Translate

1 Ekim 2013 Salı

Destur ya Şevki Hoca

Gürkan BİÇEN

Sene 1989… Milli Gençlik Vakfı Eskişehir Şubesi’nin pencereleri Yalaman Adası’na bakan dairesinde televizyona kilitlenmiş birkaç gençten birisiyim. VHS videokaseti döndükçe ekrana ateşli bir hatibin görüntüsü yansıyor; Şevki Yılmaz. “Vallahi, bana üç saat televizyona çıkma izni versinler şu kellemi vermeye razıyım”, diyor Şevki Hoca. Yer gök inliyor, ya Allah, ya Allah diyoruz biz gençler. Şevki Hoca konuştukça büyülüyor, o büyüledikçe Refah Partisi büyüyor.

Bir hafta kadar evvel Kosova’dan bir dostum ile internet ortamında görüşürken, “Gürkan, bu Şevki Yılmaz Erbakan’a yakın değil miydi?”, diye sordu. Evet, öyleydi ama şu an Erdoğan’ın yanında ve hatta duyduğum kadarıyla “Sıkı Tayyipçi” imiş, diyorum cevaben. Dostum devam ediyor; Geldi buraya, Prizren’e, bir konuşma yaptı, şaşırdık.

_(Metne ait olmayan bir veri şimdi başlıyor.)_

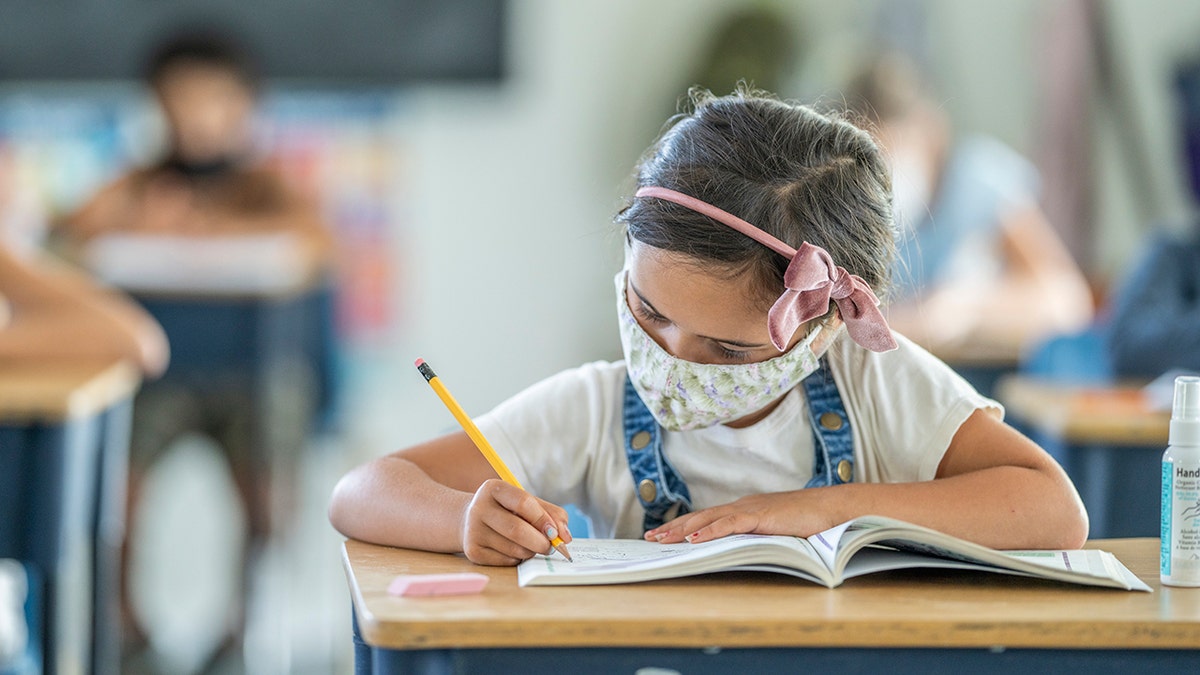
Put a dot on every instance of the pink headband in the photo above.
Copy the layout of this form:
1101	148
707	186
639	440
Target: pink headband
811	280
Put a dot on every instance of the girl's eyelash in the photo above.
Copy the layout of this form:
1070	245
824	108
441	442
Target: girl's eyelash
648	315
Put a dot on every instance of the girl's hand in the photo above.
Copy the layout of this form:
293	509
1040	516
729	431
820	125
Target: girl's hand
798	513
504	525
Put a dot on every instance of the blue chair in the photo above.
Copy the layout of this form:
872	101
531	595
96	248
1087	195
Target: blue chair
1119	484
28	657
1075	358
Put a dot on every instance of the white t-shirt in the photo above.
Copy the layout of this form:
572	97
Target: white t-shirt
564	436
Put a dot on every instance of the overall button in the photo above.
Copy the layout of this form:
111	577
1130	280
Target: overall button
640	440
647	490
831	420
845	470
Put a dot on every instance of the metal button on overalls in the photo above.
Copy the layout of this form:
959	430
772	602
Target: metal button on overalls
845	470
640	440
831	420
647	490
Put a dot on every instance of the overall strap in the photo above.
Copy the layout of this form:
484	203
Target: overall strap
660	489
833	461
663	491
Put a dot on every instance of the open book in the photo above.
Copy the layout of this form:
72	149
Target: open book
859	547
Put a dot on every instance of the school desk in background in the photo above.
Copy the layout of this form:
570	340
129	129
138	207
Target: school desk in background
64	438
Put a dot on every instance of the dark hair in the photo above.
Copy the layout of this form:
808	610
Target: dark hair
205	47
796	173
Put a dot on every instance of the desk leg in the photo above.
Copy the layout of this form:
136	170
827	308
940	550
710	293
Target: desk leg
363	651
57	519
108	530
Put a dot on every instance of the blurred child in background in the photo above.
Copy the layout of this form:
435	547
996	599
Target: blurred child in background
209	184
979	264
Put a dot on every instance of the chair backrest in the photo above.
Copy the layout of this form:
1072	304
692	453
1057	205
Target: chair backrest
1080	358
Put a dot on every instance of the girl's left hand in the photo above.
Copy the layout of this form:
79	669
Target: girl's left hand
798	513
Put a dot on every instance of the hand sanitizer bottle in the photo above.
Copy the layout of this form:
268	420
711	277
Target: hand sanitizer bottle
1180	555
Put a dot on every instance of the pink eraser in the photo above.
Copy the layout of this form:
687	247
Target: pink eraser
460	584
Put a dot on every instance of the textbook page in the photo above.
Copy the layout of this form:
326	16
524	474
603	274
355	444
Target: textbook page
846	550
621	561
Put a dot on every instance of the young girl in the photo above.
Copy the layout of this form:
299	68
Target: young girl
761	389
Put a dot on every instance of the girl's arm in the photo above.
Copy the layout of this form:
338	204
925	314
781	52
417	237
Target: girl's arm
993	487
444	496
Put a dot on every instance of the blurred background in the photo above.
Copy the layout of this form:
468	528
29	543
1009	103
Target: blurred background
469	157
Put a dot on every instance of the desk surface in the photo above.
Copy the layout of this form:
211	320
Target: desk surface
899	609
1114	416
61	389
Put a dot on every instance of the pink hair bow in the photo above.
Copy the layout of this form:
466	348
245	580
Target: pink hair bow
810	282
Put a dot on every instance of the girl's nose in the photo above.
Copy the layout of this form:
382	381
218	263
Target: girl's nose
687	347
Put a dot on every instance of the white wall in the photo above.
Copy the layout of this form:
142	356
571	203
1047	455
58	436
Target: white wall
510	243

İnsanoğlu şaşırmaya görsün. Bir kere şaşırdı mı onu yola ize koymak da zor oluyor. Hele ki bir zamanlar önde olanların şaşırması daha da vahim sonuçlara yol açıyor. Onların şaşırması kimilerini şaşkınlığa uğratırken kimilerini ise tıpkı kendisi gibi şaşırtıp yoldan çıkarıyor. Belki bunun için İmam Humeyni bir mektubunda, “İslam tarihi büyük adamlarının ihanetleri ile doludur”, diyordu.

Birkaç gün evvel bu sefer bir başka dostum Şevki Yılmaz’ın bir yazısını yolladı. Şevki Hoca Yeni Akit gazetesinden sesleniyordu okuyucusuna ve diyordu ki, “Ey İran! Ne zaman mazlumların yanında olacaksın!?” Hoca’nın sözlerini hayretler içinde okudum. Hoca birkaç gün evvel Prizren’e yaptığı ve benim dostumun bana aktardığı ziyaretten bahsediyor ve Kosovalıların İran hakkında kendisine söylediklerini bu yazı ile aktardığını iddia ediyordu. Şevki Hoca’ya göre Kosovalılar İran’ın Kosova’yı tanımamasından hayli rahatsızlarmış ve İran hakkında hayli kötü sözler sarf etmişler. Yazıyı okumadan birkaç gün evvel meseleden haberdar olmam ve Kosova’daki dostumun da bana böyle bir şeyden bahsetmemesi sebebiyle yeni bir görüşme ihtiyacı hissediyorum ve bu yazıyı da dostuma yolluyorum.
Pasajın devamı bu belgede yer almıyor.